The summit of Punchbowl is crowned with a bold, frowning pile of perpendicular rocks. On the top of this pile peculiar human sacrifices are said to have been offered from time to time.
The natives whisper a story that one of the last kings of the Kamehameha family, in a drunken fit, so seriously injured his son that ultimately death resulted. The crazed father planned an expiation. The word was quietly passed that no one was to move far away from his home that night. There was an air of mystery around the city. What happened was never accurately known, but a fire burned on the high rock, and the smoke fell around it that night.
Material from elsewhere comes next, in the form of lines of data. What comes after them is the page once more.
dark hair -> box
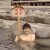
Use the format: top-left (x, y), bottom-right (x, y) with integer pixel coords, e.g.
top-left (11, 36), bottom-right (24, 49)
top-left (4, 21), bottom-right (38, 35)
top-left (22, 23), bottom-right (31, 30)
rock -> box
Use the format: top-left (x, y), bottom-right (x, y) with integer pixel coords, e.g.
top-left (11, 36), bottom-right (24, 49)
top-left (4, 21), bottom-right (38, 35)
top-left (0, 46), bottom-right (8, 50)
top-left (45, 17), bottom-right (50, 24)
top-left (0, 19), bottom-right (3, 27)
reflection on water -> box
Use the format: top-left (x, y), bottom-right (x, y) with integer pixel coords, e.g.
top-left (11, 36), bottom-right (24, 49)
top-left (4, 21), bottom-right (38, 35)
top-left (0, 35), bottom-right (50, 50)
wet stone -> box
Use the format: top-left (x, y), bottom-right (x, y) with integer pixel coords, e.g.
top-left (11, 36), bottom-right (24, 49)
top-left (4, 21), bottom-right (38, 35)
top-left (0, 46), bottom-right (8, 50)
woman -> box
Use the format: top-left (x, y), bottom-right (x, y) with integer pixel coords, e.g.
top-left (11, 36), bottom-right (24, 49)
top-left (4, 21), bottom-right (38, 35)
top-left (15, 23), bottom-right (35, 50)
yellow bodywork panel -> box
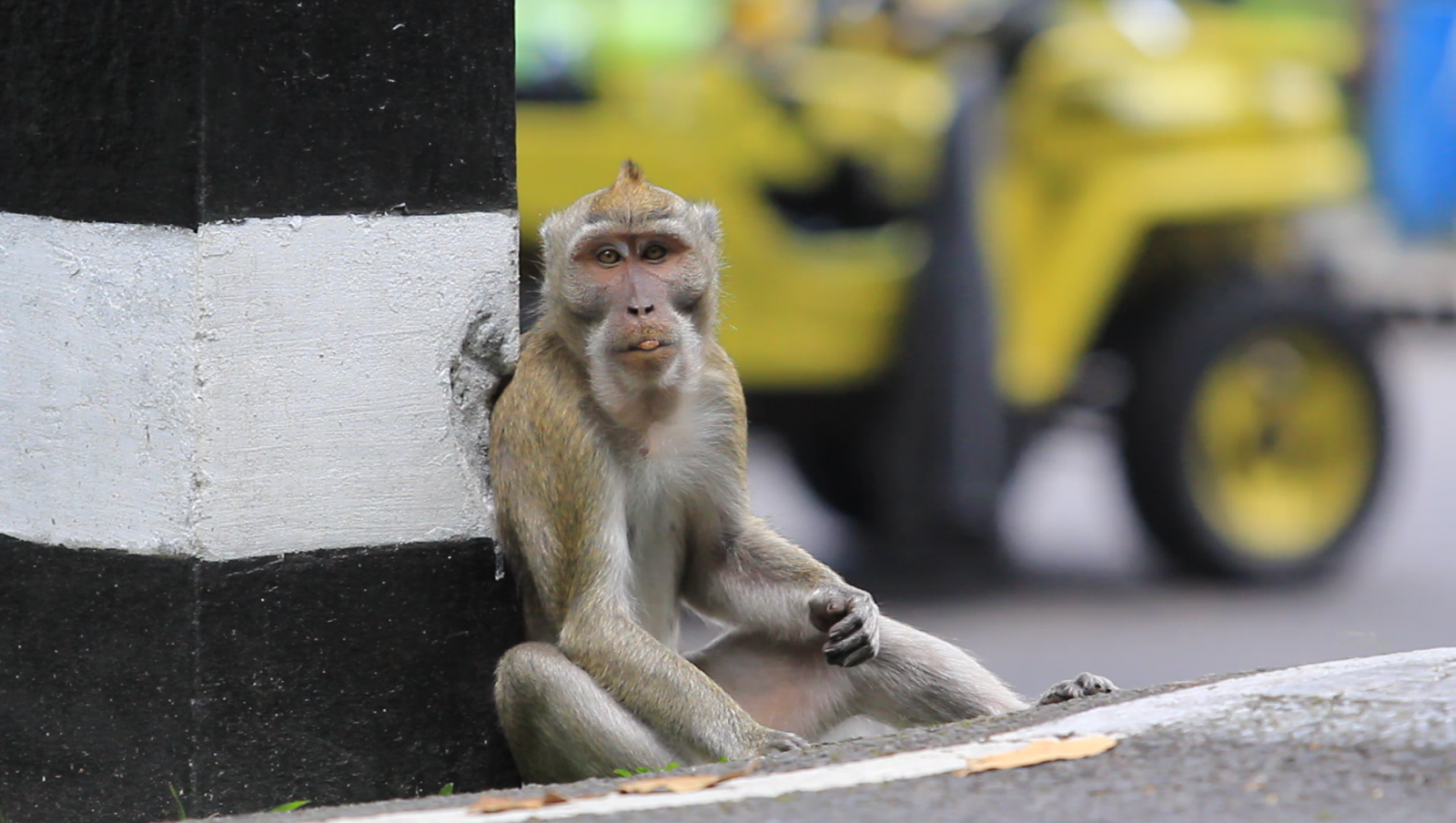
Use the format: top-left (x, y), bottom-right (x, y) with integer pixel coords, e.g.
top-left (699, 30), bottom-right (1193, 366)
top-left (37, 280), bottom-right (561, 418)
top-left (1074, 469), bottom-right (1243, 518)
top-left (983, 5), bottom-right (1366, 406)
top-left (517, 3), bottom-right (1366, 406)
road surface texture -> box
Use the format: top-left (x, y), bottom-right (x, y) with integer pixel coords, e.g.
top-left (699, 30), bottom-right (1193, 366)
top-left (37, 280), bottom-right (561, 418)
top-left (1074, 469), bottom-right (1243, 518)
top-left (739, 330), bottom-right (1456, 699)
top-left (224, 648), bottom-right (1456, 823)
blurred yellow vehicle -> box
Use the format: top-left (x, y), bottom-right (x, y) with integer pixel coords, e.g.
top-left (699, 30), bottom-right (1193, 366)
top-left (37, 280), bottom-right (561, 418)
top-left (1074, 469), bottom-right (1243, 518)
top-left (519, 0), bottom-right (1385, 581)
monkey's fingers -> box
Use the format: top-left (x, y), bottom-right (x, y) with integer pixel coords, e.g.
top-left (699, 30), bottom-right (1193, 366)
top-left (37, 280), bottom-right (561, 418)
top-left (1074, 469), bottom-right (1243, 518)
top-left (828, 612), bottom-right (864, 643)
top-left (810, 597), bottom-right (849, 632)
top-left (824, 632), bottom-right (875, 667)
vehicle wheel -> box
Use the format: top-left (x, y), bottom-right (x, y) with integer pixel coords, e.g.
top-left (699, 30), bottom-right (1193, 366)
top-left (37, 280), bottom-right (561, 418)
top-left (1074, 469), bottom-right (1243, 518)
top-left (1119, 281), bottom-right (1386, 583)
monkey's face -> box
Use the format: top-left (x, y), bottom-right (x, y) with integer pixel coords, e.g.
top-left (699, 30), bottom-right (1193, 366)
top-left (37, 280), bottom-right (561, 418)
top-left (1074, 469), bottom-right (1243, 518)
top-left (570, 230), bottom-right (712, 383)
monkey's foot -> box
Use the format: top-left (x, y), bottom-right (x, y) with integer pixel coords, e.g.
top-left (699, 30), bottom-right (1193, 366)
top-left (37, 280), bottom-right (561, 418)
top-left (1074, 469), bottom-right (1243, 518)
top-left (1036, 672), bottom-right (1117, 706)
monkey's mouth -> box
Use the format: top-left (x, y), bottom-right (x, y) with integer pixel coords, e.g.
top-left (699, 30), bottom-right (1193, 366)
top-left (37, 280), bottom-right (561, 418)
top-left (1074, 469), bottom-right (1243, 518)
top-left (622, 338), bottom-right (672, 354)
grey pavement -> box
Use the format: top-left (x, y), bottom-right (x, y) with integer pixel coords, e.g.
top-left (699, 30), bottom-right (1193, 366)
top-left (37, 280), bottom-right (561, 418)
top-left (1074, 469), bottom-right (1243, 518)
top-left (739, 320), bottom-right (1456, 699)
top-left (221, 648), bottom-right (1456, 823)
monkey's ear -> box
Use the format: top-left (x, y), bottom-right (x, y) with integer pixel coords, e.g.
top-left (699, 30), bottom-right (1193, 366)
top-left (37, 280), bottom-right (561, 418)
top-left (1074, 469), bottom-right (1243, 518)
top-left (687, 202), bottom-right (723, 243)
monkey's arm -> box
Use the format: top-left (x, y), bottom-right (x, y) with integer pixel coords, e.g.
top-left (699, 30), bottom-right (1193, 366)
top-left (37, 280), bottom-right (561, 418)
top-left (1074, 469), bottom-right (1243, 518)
top-left (682, 515), bottom-right (879, 666)
top-left (682, 345), bottom-right (879, 666)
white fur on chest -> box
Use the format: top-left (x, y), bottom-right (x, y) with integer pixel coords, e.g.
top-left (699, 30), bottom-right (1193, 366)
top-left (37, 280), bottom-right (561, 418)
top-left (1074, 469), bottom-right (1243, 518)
top-left (623, 393), bottom-right (723, 648)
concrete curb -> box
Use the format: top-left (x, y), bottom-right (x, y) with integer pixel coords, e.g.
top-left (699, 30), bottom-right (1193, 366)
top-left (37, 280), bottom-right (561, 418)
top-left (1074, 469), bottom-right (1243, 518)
top-left (212, 648), bottom-right (1456, 823)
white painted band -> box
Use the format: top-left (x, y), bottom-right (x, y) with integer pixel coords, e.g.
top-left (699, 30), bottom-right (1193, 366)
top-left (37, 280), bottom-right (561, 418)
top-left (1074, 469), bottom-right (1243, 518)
top-left (0, 213), bottom-right (517, 559)
top-left (284, 648), bottom-right (1456, 823)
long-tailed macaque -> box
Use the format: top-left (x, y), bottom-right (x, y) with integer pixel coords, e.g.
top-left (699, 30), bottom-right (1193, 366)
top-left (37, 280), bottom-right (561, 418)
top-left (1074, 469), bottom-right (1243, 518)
top-left (490, 162), bottom-right (1114, 782)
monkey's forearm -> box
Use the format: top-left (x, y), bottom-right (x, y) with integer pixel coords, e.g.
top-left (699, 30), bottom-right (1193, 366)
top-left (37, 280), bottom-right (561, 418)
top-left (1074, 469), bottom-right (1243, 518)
top-left (684, 519), bottom-right (849, 643)
top-left (559, 615), bottom-right (767, 760)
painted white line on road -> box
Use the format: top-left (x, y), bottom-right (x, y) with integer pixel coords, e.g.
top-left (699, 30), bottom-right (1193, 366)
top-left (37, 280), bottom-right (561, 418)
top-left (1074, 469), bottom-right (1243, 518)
top-left (990, 648), bottom-right (1456, 740)
top-left (289, 648), bottom-right (1456, 823)
top-left (302, 743), bottom-right (1019, 823)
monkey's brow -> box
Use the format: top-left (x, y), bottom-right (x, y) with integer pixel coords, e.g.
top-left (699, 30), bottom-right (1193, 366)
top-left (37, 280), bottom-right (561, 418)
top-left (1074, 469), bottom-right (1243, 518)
top-left (587, 206), bottom-right (672, 226)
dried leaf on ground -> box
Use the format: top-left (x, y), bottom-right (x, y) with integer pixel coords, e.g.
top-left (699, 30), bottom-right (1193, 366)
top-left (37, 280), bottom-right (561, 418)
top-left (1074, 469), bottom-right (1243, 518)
top-left (470, 791), bottom-right (571, 814)
top-left (617, 760), bottom-right (759, 794)
top-left (956, 736), bottom-right (1117, 777)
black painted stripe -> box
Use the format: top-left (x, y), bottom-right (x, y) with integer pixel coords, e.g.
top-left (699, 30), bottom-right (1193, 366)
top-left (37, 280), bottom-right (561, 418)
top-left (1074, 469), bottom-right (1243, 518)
top-left (0, 0), bottom-right (515, 226)
top-left (0, 536), bottom-right (521, 823)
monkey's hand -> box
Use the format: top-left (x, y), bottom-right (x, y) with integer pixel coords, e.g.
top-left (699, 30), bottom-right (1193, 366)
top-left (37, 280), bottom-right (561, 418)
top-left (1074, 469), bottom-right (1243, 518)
top-left (1036, 672), bottom-right (1117, 706)
top-left (810, 585), bottom-right (879, 668)
top-left (759, 726), bottom-right (808, 755)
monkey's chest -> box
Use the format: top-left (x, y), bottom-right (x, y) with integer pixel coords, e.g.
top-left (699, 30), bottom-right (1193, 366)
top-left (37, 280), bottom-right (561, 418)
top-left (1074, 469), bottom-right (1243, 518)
top-left (626, 500), bottom-right (687, 648)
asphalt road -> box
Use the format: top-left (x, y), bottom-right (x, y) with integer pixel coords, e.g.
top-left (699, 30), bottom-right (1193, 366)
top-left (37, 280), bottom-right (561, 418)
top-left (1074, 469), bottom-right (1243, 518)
top-left (739, 330), bottom-right (1456, 695)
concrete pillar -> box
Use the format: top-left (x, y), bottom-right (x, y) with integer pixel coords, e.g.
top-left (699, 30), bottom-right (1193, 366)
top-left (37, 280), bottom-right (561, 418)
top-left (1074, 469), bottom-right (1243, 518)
top-left (0, 0), bottom-right (520, 823)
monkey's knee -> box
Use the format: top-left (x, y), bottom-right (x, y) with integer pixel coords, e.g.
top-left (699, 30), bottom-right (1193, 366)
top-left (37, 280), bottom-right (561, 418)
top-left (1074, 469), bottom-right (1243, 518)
top-left (495, 643), bottom-right (564, 722)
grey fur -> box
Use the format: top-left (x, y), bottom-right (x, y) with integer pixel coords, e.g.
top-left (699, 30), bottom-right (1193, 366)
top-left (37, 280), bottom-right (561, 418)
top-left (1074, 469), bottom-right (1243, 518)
top-left (490, 166), bottom-right (1111, 781)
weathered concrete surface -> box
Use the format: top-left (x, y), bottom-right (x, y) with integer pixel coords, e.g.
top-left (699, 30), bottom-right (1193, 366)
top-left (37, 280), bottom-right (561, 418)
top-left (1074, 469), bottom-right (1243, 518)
top-left (212, 648), bottom-right (1456, 823)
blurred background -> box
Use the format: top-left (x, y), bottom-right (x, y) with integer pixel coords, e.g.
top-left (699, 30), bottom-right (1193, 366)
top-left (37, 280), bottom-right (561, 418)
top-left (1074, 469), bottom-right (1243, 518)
top-left (517, 0), bottom-right (1456, 694)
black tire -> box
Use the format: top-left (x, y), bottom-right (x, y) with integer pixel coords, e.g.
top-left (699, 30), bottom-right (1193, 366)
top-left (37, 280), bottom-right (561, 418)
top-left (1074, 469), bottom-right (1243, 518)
top-left (1118, 281), bottom-right (1388, 584)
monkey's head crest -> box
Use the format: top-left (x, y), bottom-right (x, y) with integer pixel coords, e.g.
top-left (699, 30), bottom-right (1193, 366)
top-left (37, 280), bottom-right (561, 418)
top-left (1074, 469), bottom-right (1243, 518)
top-left (587, 160), bottom-right (686, 226)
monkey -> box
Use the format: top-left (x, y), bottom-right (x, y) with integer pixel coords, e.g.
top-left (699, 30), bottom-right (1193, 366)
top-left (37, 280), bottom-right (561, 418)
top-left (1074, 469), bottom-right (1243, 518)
top-left (490, 160), bottom-right (1116, 782)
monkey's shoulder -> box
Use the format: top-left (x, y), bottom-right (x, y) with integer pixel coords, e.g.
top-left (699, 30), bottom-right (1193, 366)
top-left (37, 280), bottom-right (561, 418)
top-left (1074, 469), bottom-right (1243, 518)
top-left (490, 332), bottom-right (592, 461)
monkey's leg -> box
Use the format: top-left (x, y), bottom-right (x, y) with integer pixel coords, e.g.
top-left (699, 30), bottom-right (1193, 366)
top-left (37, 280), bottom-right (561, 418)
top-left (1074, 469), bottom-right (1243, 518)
top-left (689, 617), bottom-right (1026, 738)
top-left (687, 631), bottom-right (859, 740)
top-left (847, 617), bottom-right (1026, 726)
top-left (495, 643), bottom-right (682, 782)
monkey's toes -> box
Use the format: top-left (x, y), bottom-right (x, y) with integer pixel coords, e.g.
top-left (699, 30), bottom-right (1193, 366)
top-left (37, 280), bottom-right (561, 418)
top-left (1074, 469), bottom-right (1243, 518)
top-left (1036, 672), bottom-right (1117, 706)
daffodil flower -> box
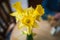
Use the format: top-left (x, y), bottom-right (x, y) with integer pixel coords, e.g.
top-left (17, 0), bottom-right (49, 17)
top-left (10, 2), bottom-right (44, 35)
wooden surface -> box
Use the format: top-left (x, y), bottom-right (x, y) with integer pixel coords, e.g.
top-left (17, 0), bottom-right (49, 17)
top-left (10, 21), bottom-right (60, 40)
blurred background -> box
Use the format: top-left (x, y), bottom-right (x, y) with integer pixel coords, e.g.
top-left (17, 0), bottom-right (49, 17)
top-left (0, 0), bottom-right (60, 40)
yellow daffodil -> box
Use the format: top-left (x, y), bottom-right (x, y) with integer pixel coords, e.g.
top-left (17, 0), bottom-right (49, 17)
top-left (12, 2), bottom-right (24, 14)
top-left (10, 2), bottom-right (44, 35)
top-left (21, 16), bottom-right (35, 27)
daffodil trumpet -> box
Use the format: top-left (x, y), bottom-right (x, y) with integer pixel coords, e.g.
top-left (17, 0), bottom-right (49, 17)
top-left (10, 2), bottom-right (44, 40)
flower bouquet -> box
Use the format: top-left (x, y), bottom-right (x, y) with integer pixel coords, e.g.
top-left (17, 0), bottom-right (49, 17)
top-left (10, 2), bottom-right (44, 40)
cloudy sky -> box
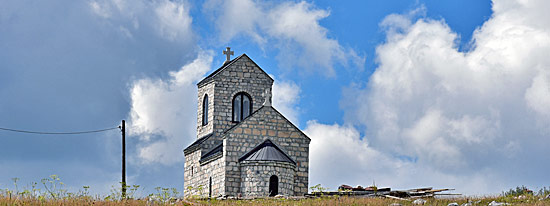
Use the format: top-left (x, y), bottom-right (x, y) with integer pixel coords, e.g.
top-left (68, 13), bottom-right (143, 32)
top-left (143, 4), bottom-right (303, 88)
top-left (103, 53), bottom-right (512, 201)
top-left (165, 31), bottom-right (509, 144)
top-left (0, 0), bottom-right (550, 194)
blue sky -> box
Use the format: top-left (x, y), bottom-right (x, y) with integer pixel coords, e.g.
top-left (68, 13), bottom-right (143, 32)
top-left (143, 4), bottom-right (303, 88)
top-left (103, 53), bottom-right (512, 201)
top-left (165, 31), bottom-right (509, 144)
top-left (0, 0), bottom-right (550, 194)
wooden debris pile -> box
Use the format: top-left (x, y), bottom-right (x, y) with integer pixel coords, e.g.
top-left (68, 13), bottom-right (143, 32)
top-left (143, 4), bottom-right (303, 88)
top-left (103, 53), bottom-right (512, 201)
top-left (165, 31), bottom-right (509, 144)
top-left (307, 185), bottom-right (461, 200)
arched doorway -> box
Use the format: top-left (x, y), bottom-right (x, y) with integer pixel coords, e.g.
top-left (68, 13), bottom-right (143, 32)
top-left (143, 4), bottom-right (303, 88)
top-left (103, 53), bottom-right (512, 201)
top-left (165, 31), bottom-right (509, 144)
top-left (269, 175), bottom-right (279, 197)
top-left (208, 177), bottom-right (212, 198)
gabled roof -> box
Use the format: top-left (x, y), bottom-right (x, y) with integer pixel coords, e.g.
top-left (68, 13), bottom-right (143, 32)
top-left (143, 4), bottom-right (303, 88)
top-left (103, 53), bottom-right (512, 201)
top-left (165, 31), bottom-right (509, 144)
top-left (197, 54), bottom-right (273, 86)
top-left (239, 139), bottom-right (296, 165)
top-left (222, 106), bottom-right (311, 141)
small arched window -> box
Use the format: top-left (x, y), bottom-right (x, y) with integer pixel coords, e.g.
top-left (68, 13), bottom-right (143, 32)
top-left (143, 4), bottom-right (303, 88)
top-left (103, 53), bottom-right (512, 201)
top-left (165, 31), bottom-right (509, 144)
top-left (202, 94), bottom-right (208, 126)
top-left (233, 92), bottom-right (252, 122)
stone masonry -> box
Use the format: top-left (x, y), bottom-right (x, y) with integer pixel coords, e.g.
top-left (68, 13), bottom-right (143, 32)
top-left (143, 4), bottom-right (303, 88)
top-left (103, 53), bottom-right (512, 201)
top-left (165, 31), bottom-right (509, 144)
top-left (184, 54), bottom-right (310, 197)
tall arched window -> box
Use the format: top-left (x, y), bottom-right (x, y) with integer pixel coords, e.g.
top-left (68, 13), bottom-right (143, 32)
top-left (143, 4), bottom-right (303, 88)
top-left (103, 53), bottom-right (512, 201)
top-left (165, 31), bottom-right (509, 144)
top-left (233, 92), bottom-right (252, 122)
top-left (202, 94), bottom-right (208, 126)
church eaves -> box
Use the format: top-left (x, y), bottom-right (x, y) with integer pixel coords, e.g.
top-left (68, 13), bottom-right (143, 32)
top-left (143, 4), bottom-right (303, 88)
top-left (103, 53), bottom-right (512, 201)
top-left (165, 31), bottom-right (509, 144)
top-left (197, 54), bottom-right (274, 87)
top-left (239, 139), bottom-right (296, 165)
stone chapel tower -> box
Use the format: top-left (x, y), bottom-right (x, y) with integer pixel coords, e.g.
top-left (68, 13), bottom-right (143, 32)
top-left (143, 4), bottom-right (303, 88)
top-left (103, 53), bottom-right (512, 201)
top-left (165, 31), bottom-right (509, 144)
top-left (184, 47), bottom-right (310, 197)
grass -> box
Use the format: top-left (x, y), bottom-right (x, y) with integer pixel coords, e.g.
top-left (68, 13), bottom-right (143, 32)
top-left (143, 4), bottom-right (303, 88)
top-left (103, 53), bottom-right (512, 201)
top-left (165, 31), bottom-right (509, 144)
top-left (0, 175), bottom-right (550, 206)
top-left (0, 196), bottom-right (550, 206)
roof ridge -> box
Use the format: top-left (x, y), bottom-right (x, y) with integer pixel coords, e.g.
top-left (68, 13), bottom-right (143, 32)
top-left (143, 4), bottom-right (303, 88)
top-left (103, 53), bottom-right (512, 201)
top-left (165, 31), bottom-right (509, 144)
top-left (197, 53), bottom-right (274, 86)
top-left (239, 138), bottom-right (296, 165)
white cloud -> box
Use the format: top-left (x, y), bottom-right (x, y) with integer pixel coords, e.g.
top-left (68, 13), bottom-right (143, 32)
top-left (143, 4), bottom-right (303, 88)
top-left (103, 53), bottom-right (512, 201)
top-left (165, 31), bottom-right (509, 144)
top-left (129, 52), bottom-right (212, 165)
top-left (304, 121), bottom-right (504, 194)
top-left (332, 0), bottom-right (550, 194)
top-left (272, 80), bottom-right (301, 126)
top-left (204, 0), bottom-right (365, 76)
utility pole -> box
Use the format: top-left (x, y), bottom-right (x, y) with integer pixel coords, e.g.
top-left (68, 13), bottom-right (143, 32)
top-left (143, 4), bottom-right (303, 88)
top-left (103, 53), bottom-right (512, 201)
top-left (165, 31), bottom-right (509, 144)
top-left (121, 120), bottom-right (126, 199)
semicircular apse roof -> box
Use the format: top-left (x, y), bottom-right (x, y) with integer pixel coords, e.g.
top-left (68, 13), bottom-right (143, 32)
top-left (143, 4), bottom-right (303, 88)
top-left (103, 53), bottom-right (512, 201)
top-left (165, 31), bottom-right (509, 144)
top-left (239, 139), bottom-right (296, 165)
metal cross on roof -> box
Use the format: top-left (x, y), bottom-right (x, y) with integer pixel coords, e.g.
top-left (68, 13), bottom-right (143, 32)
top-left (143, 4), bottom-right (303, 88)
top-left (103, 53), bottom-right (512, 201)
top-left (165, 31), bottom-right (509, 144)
top-left (262, 89), bottom-right (271, 106)
top-left (223, 47), bottom-right (235, 63)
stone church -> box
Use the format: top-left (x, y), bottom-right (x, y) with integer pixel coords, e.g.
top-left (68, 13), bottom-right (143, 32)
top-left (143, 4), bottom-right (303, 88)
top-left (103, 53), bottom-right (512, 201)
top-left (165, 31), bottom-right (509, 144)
top-left (183, 47), bottom-right (311, 197)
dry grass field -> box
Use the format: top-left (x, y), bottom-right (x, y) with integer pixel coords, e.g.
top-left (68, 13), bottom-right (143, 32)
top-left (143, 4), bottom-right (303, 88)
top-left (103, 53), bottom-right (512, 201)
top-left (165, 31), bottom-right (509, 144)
top-left (0, 175), bottom-right (550, 206)
top-left (0, 196), bottom-right (550, 206)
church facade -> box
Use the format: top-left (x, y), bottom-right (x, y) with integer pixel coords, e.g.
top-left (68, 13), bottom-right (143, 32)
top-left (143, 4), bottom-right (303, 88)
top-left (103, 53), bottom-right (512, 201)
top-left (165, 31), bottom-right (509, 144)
top-left (184, 48), bottom-right (311, 197)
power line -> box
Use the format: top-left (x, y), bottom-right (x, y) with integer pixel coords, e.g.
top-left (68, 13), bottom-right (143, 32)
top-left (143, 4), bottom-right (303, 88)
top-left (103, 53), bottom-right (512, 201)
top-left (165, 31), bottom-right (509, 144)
top-left (0, 127), bottom-right (120, 135)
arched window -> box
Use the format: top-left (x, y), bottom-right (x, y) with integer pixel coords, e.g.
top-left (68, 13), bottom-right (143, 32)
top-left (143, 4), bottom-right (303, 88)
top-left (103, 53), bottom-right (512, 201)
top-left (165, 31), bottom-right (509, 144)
top-left (233, 92), bottom-right (252, 122)
top-left (269, 175), bottom-right (279, 197)
top-left (202, 94), bottom-right (208, 126)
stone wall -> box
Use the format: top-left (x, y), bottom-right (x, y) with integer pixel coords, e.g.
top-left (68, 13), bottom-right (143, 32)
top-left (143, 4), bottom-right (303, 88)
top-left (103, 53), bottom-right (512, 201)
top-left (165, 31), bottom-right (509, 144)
top-left (197, 82), bottom-right (216, 139)
top-left (184, 150), bottom-right (225, 197)
top-left (212, 55), bottom-right (273, 142)
top-left (224, 106), bottom-right (310, 196)
top-left (240, 161), bottom-right (296, 197)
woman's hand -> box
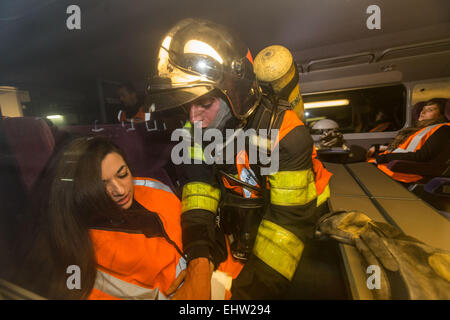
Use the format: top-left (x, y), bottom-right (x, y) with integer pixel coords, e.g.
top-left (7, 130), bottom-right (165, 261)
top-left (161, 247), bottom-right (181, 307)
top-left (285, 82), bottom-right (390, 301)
top-left (166, 258), bottom-right (214, 300)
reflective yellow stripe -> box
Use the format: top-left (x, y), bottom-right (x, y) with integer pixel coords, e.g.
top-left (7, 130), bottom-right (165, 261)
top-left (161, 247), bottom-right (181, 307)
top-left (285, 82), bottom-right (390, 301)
top-left (253, 220), bottom-right (304, 281)
top-left (317, 184), bottom-right (330, 206)
top-left (181, 182), bottom-right (220, 213)
top-left (269, 169), bottom-right (317, 206)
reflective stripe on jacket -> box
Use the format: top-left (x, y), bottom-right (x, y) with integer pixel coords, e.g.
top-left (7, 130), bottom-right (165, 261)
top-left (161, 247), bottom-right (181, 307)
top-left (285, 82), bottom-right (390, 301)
top-left (89, 178), bottom-right (186, 299)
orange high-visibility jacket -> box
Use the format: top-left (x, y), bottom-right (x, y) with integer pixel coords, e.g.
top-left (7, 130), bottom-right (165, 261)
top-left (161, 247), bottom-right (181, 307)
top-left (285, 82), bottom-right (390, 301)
top-left (89, 178), bottom-right (185, 299)
top-left (369, 123), bottom-right (450, 183)
top-left (88, 178), bottom-right (242, 300)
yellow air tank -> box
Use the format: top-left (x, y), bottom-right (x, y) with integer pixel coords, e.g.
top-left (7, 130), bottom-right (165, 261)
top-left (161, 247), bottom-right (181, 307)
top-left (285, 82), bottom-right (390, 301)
top-left (253, 45), bottom-right (304, 120)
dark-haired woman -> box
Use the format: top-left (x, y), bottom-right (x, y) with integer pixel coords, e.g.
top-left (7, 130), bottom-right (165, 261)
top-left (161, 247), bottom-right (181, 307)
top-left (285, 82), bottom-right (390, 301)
top-left (11, 138), bottom-right (243, 299)
top-left (367, 98), bottom-right (450, 183)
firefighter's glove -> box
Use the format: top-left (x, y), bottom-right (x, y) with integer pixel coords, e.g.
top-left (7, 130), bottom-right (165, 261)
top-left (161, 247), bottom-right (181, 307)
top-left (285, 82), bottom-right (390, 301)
top-left (316, 211), bottom-right (450, 299)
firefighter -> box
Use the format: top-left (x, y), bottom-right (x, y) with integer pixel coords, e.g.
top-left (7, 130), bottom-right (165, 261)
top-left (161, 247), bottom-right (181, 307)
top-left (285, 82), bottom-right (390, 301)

It was hinted that a drunken sailor might easily have disappeared while staggering through the dark shadows, and be but little missed.
But back in the olden time there was laid the [[119]]foundation for a legend which in these later days becomes a good folk-lore tale. Many of the Hawaiians of to-day believe in the continual presence of the aumakuas, the spirits of the dead. In time past the aumakuas were a powerful reality. An ancestor, a father or a grandfather, a makua, died. Sometimes he went to Po, the under-world, or to Milu, the shadow-land, or to Lani, the Hawaiian heaven, and sometimes he remained to be a torment or a blessing to his past friends.
In Samoa, Turner says that the aumakuas were supposed to come back from the under-world and enter into the bodies of those they wished to trouble. They might find a home in the stomach or heart or bowels, but wherever they found an abiding-place the spirit produced disease and death. If a man was dying, his neighbors desired to be on good terms with him and did all they could to make him comfortable.
This is very much like the power of praying to death among the Hawaiians. The spirit of some dead person was supposed to be the real destructive agent in putting to death the one prayed against. The aumakua (the ancestor spirit) was more powerful than any living human force.
In Tahiti the oro-matuas (aumakuas) were very malignant, cruel and relentless in punishing those who incurred their displeasure. In all the different [[120]]groups of islands, however, the ghosts were supposed to belong to particular families and to exert their mysterious power in caring for these households. Many Hawaiian families have stories which are still firmly believed, of special favors granted to individuals in time of danger. A school-boy in Hilo told the writer how his grandfather was saved when his canoe upset, and how he was safely brought to the land by the shark into which the family aumakua had entered. The story is told of a man captured in battle, tied up in green ti leaves ready to be put into the pit full of red-hot stones, and then set free by the owl in which the protector of his family was dwelling. “People sometimes gave the bodies of their relatives to sharks in order that their spirits might enter into the sharks, or threw them into the crater of Kilauea, that the spirits might join the company of volcanic deities and afterward befriend the family.”